My plan was to start this month with a 65-mile week followed by a 70-mile week, which would have been a nice block in my aerobic base for the months ahead. I hit the 65-mile week without much trouble, but around 41 miles into the second week, I could feel my body really breaking down, and my paces were suffering. I think I did a little too much running on the soft surfaces, challenging muscles that weren’t strong enough to handle that type of volume. I decided to pull in the reigns and cap the week at 62 miles.
Even though I hadn’t hit my mileage goals, I got in some decent workouts and had a few encouraging runs throughout the 14-day span. On May 5th, I put in just over 15 hilly miles in the mud on Battle Road in Concord. I held 6:48 pace for the run while staying relaxed and never leaving my aerobic zone. On May 10th, I hit 5:05 pace for a hard 1.2 mile fartlek burst during a workout at Millenium Park in West Roxbury. And on May 15th, I was able to crank out a nice 15k fartlek around 6:10 pace on a bike path in Providence.
But as a whole, I haven’t been recovering well from these runs, and even though I’m arguably training at my highest level yet, I haven’t felt strong during my workouts. The “feeling” of running fast is just as important as your times, because it means your body is firing on all cylinders and adapting to the stress of training. I feel like I’ve been searching for that feeling for the past two months, and I still haven’t found it.
So I used this past week to pull back and let my body absorb some of the training I had done over that two-week block. The rest did my body good, as I noticed my energy levels returning to normal around Thursday. I was expecting to run somewhere around 16:15-16:25 on Saturday at a local 5k, thinking my mileage would carry me to a solid performance. But I was nowhere even close to that, finishing in 17:11. Considering I had run almost that exact time during a speed workout two months ago, I was pretty pissed. My legs felt like they were in quicksand the entire race.
What’s become abundantly clear these past two months is that more than most runners, I need speed work to run near my best. I’m a slow-twitcher all the way, and no matter how strong my heart and lungs are, they simply aren’t enough to carry me through races. I was 43 seconds off of my 5k PR on Saturday, and that’s a tough pill to swallow.
As tempted as I am to drive down to track right now and start cranking out 400s, I need to continue looking at things from a long-term perspective. I’m hoping to peak on July 17th for a local half marathon, so I won’t be introducing interval work until at least the second week of June. It’s rough having to wait, but I’m not ignorant enough to think I can do eight weeks of intervals without crashing and burning.
So with that mindset, I have a couple of weeks before my hard training starts. My lungs and heart are already there – now it’s just about getting my legs up to speed.
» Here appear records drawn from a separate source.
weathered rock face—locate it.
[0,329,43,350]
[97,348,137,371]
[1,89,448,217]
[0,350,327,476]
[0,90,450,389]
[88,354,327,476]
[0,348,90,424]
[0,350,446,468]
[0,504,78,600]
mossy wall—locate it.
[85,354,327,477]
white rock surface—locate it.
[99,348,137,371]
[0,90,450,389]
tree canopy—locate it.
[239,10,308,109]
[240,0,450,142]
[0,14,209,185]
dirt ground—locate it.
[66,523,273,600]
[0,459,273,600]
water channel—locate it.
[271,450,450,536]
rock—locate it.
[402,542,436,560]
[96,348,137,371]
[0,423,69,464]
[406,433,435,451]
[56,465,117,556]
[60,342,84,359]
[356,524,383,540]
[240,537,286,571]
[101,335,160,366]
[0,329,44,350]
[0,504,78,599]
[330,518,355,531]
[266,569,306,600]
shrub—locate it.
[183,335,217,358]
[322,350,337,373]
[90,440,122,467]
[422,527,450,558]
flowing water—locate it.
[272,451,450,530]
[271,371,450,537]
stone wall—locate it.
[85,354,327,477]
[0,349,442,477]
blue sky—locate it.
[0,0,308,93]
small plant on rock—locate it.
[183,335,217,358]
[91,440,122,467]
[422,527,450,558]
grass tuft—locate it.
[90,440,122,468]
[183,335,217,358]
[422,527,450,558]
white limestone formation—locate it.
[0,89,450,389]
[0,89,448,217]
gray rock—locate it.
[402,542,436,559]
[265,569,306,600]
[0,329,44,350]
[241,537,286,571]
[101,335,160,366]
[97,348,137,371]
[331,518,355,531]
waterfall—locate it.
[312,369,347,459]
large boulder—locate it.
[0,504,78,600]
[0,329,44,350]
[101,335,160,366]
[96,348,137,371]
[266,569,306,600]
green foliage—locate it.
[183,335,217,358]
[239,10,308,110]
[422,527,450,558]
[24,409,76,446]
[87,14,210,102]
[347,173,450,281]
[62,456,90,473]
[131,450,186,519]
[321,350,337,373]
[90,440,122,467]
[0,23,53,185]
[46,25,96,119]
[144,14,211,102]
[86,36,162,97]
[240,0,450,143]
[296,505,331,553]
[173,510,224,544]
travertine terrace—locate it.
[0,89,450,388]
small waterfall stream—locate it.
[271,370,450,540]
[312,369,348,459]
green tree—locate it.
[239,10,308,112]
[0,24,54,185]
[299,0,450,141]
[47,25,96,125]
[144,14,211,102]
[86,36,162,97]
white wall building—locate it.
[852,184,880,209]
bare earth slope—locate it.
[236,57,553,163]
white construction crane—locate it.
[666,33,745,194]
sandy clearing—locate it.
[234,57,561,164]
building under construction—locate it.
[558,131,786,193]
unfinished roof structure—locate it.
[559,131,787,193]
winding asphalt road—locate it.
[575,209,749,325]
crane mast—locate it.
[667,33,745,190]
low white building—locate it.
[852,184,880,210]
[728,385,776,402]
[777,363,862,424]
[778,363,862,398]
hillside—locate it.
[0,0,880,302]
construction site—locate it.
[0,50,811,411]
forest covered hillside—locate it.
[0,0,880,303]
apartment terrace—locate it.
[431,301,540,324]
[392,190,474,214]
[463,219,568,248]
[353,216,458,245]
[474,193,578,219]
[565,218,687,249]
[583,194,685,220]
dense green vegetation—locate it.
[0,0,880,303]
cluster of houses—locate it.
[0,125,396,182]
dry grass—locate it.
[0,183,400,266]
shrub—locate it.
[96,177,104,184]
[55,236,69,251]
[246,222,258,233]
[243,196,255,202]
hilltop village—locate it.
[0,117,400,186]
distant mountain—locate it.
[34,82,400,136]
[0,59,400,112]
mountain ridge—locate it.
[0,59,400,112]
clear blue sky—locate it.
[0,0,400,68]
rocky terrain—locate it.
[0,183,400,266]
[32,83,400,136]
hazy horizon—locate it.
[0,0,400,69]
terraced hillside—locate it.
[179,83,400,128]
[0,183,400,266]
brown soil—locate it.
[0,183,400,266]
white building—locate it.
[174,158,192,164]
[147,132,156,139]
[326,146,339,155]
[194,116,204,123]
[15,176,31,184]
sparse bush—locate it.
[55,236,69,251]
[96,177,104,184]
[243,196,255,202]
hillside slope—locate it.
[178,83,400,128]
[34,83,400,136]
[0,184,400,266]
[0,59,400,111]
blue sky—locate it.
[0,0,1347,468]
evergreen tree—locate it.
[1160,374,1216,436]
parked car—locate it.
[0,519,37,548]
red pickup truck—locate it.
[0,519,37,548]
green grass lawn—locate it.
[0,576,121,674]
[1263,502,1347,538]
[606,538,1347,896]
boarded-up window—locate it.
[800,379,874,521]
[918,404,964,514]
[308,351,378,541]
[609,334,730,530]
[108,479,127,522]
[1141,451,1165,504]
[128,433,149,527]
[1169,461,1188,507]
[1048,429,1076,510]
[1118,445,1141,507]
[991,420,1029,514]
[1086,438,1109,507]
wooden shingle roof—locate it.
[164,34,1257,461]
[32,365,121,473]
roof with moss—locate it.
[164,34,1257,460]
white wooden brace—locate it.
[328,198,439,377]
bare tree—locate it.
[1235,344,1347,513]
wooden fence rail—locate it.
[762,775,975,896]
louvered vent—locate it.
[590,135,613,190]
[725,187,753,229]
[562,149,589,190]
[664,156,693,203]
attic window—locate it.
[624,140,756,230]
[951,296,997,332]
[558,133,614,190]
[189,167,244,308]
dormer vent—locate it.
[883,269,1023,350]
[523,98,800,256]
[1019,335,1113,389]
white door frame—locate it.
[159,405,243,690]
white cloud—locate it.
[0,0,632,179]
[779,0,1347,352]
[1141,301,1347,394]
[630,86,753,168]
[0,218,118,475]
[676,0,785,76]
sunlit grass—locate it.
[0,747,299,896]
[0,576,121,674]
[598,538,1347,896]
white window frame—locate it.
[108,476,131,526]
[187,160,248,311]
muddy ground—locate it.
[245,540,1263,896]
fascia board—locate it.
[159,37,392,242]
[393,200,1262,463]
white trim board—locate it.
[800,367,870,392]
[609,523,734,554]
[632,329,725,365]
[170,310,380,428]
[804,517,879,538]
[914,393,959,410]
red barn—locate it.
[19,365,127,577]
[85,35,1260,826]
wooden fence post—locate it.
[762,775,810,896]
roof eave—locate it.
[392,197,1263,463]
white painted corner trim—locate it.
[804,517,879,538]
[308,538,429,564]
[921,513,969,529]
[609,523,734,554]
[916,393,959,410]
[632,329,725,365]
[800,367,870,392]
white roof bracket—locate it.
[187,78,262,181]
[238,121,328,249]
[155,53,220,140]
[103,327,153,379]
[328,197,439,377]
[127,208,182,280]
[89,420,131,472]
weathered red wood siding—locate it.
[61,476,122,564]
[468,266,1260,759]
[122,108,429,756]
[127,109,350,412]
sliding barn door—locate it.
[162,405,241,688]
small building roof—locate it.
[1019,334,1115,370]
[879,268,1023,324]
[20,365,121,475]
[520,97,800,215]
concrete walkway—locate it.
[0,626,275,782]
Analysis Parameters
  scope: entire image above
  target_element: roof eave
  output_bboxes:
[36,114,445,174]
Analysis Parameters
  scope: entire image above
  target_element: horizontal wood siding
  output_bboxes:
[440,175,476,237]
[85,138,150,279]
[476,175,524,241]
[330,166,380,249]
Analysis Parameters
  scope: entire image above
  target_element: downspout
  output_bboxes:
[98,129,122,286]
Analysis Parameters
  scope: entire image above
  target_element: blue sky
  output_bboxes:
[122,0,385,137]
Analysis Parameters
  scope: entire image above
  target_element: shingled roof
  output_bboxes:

I did some hard hills this morning at Blue Hills, including a 3-minute burst up a 24% grade rocky trail for a Strava CR. This weekend, I’m going to do another 5k to keep my body used to moving at a fast pace (and hopefully take away a result I’m happy with). That will end my strength building period, allowing me to maintain volume next month while I’m busting out 150 meter sprints and 400s on the track to improve my running economy for July 17th.
Even though my footspeed isn’t there right now, I’m still feeling pretty good about my overall training. Since I started training again six weeks ago, I’ve gotten in 317 miles over grass and technical trails and up a lot of hills. The variety of terrain has strengthened my connective tissue and made my legs more powerful. The only missing ingredient is speed work, which is right around the corner.
For the past year, I’ve been running in New Balance Fresh Foam Zantes, which, at 7.6 oz, are among the lightest road shoes on the market. To this day, the shoes still feel fast while providing enough stability to keep my feet and ankles sturdy in potholes and rooty areas of trails. I’m going to continue training in Zantes for the forseeable future.
However, I recently purchased a pair of New Balance 1400s so I could race in something a bit lighter than the Zantes. At 6.5 oz, the 1400s feel light, but they don’t provide the same type of stability you’d get in a regular road training shoe. I also am not of a fan of the shoe’s rigidness, which seems to hold back my springing ability upon contact with the ground. Even the Zantes seem to provide more flexibility and “pop” with each step. I will probably put in a few hundred miles on the 1400s and then try out something else afterwards.